# someone have ne ideas



## cichlidnoobie (Jul 28, 2008)

i have a missed tank ( a very small tank btw only 26g.) and i am running into an issue nitrate and nitrite. dangerous lvls and i have lost 1 red top mumba not sure if it is related to this issue but i am conserned


----------



## lotsofish (Feb 28, 2008)

You need to provide more information for the maximum amount of help.

First, your tank is probably too small. Second, water quality is the biggest factor for fish health.

If your tank was never cycled correctly, your fish are at risk.

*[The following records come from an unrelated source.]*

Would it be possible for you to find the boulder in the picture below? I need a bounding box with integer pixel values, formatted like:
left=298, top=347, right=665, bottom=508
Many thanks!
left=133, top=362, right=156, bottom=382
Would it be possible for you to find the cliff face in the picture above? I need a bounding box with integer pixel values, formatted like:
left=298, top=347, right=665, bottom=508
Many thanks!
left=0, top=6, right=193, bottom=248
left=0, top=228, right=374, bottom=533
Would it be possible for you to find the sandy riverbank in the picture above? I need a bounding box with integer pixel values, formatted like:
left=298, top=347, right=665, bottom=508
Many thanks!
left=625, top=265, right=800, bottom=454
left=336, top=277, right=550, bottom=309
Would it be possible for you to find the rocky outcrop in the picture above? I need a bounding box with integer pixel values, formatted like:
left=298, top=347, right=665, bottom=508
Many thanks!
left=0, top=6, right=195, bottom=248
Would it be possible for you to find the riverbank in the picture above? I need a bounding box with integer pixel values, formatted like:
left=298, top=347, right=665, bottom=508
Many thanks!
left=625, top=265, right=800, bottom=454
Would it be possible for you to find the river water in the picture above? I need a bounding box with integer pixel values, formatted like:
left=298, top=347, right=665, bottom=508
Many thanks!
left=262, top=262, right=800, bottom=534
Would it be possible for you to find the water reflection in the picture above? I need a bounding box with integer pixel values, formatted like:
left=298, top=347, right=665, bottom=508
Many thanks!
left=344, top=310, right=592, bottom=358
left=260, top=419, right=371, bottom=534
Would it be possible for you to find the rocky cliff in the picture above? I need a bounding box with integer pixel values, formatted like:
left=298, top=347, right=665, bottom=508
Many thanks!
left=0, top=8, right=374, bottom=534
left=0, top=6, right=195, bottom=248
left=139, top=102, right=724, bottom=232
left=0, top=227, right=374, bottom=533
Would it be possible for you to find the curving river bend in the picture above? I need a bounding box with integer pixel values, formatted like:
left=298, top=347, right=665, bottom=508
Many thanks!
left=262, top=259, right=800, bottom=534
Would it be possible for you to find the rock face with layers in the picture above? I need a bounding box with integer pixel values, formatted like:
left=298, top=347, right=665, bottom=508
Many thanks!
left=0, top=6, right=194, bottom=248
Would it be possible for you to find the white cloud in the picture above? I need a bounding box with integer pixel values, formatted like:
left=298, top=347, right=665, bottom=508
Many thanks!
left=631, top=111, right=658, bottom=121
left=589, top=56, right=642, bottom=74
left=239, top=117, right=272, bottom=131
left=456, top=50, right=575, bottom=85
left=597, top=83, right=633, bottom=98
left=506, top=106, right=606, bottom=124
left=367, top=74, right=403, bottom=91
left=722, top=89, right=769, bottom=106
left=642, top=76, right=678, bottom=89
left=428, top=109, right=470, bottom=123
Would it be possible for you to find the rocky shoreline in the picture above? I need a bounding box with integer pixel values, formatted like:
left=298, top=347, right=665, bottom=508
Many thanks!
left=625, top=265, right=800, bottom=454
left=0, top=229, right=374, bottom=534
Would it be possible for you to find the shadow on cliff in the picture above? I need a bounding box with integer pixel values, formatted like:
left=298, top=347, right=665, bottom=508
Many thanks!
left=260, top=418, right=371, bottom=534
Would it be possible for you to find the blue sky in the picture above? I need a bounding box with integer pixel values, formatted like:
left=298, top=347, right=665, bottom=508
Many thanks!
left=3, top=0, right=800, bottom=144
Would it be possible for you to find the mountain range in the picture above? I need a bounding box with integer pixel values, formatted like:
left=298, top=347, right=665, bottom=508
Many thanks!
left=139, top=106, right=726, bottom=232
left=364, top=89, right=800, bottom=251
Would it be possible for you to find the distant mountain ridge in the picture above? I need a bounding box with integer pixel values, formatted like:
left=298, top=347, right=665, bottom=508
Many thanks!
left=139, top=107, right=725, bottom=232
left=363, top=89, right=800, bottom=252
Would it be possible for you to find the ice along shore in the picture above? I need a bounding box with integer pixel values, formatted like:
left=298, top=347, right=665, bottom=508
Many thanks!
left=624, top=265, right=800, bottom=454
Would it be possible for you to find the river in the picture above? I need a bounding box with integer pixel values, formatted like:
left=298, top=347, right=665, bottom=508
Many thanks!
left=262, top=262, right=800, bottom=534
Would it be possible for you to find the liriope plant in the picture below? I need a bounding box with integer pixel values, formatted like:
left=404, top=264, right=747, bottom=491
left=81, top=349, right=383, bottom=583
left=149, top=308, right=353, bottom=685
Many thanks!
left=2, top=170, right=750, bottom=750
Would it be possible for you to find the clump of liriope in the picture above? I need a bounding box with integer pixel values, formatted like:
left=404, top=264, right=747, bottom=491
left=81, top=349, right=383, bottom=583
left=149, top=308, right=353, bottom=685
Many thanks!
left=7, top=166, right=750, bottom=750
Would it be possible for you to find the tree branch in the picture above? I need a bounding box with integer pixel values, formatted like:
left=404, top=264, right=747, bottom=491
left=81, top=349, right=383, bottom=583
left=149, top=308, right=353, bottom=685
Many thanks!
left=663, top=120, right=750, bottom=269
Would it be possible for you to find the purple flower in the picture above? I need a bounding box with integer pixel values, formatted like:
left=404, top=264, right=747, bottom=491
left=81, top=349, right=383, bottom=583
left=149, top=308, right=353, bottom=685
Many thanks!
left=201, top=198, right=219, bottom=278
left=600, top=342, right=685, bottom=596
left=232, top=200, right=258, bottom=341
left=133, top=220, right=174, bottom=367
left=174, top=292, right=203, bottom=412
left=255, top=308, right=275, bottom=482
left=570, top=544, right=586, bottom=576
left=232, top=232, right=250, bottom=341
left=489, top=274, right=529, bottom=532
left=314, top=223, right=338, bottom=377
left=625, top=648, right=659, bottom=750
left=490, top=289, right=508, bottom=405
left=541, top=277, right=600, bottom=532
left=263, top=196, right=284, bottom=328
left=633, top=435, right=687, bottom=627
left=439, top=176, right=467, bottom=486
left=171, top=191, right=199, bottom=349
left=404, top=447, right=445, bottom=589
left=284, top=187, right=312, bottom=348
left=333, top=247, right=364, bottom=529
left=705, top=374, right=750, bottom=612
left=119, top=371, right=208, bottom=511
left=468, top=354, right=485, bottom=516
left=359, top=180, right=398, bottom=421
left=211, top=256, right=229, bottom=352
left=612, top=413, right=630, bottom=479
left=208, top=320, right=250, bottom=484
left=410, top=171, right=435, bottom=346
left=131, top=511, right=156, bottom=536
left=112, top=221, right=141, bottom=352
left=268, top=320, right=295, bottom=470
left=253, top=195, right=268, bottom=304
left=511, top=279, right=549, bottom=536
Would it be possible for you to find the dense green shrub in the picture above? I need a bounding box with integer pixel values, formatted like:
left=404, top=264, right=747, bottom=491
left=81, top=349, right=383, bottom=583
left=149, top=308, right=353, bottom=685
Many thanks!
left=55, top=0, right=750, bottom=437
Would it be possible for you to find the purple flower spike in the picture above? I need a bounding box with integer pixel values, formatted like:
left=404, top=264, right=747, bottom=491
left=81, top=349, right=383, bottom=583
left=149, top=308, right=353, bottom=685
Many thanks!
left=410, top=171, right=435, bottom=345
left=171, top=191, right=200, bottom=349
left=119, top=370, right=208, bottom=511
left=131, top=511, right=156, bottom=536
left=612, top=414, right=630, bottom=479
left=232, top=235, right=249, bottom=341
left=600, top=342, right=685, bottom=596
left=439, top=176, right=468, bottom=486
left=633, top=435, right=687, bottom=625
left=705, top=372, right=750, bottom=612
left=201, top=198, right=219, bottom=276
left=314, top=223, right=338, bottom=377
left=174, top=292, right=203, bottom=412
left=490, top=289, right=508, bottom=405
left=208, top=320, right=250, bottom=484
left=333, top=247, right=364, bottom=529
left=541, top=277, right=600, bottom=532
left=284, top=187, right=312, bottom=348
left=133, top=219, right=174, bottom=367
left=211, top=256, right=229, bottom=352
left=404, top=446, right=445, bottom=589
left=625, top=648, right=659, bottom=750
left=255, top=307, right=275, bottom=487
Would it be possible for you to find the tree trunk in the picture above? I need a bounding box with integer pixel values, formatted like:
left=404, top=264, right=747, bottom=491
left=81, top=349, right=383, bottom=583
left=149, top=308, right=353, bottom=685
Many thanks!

Right now all we can do is recommend water changes to bring your levels down. Make sure you use a water conditioner to handle chlorine should your tap water need it.


----------



## cichlidnoobie (Jul 28, 2008)

yes i kno the tank is a little to small well lets stop kidding it is way to small but i have what i have and i was upsevering the rest of my fish and i found another one of my hongies** has a patchy cotton substance near his fins. i also did a water change and about half or more of the tank


----------



## Dewdrop (Nov 20, 2007)

You might want to post this problem in the illness section. I would lower the tank temp., add some salt (the proper amount....1c. per 100g.) and add some melafix. Keep the water really clean too with daily 50% water changes and readjusting the additives. At the first sign of the cottony patch growing, I'd change the water again and add maracyin I&II.
If you don't already have melafix on hand and would have to go buy it, I'd go ahead and pick up the maracyins too while at the LFS because time is very important and the quicker you catch & treat it the better your chances. Good luck.


----------



## cichlidnoobie (Jul 28, 2008)

Dewdrop said:


> You might want to post this problem in the illness section. I would lower the tank temp., add some salt (the proper amount....1c. per 100g.) and add some melafix. Keep the water really clean too with daily 50% water changes and readjusting the additives. At the first sign of the cottony patch growing, I'd change the water again and add maracyin I&II.
> If you don't already have melafix on hand and would have to go buy it, I'd go ahead and pick up the maracyins too while at the LFS because time is very important and the quicker you catch & treat it the better your chances. Good luck.


thanx


----------